Below are photos I took showing the high tide water covering industrial ruins and pilings that are normally visible.
Lumber mills were purposefully built near the water so that logs and timber could be transported via water to and from the mills. Dickman Mill Park features the ruins of a lumber mill. The high tides have covered or filled many of the remaining structures.
The outline of the Dickman Mill wigwam base has been nearly covered.
The foundation of the boiler has been full of water. I’ve never seen it like this. I watched a pair of ducks swim in and out of this area guided by a channel created by a floating tree trunk.
The pilings at Dickman Mill park have been almost completely covered—quite a contrast to when they are almost fully visible at low tide, creating door like vistas for viewing the Sound.
Further along Ruston Way, walking on the Les Davis Pier has felt like floating on the water because the water level has been so close to the pier walkway.
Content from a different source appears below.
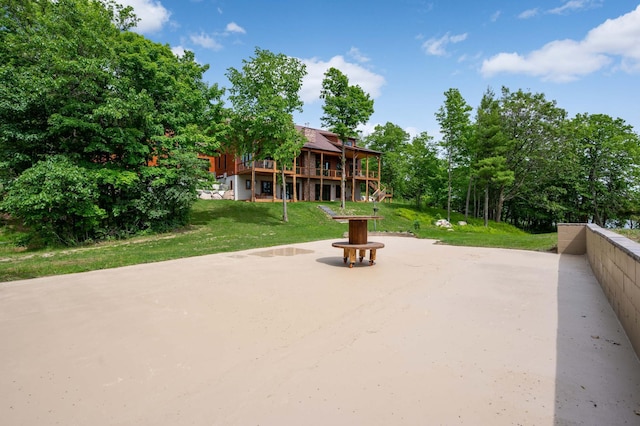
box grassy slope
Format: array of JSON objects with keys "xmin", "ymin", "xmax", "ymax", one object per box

For a moment, I was reminded of the engineering at the Itsukushima Shinto Shrine in Miyajima, Japan, where the walkways were deigned to rise and descend with the changing tides.
The pilings along the dock near the Lobster Shop have also nearly been submerged by high tide.
The tides have lifted and pushed the stump that Holly often photographs. Water laps at its base.
As I walked and observed the high tide this week, I thought about how global climate change leads to increasing sea levels and coastal flooding. Many cities throughout the world are built along coastlines. In the U.S., the Florida coast is already experiencing flooding as high tides rise about an inch a year. In addition, the porous limestone in Florida makes finding solutions to re-route rising water challenging because water that comes up through the ground cannot be stopped by perimeter barriers (Kolbert, 2016).
Walking this week has supported me to consider how a dynamic interaction of high and low tides, rain storms, and climate change impact landscapes. The shores of waterfront parks change with the tides, from creating a new water-land boundary to adding and displacing driftwood, and are a reminder of how natural forces daily shape and alter the landscape.
Kolbert, E. (December 21 & 28, 2016). The siege of Miami. The New Yorker.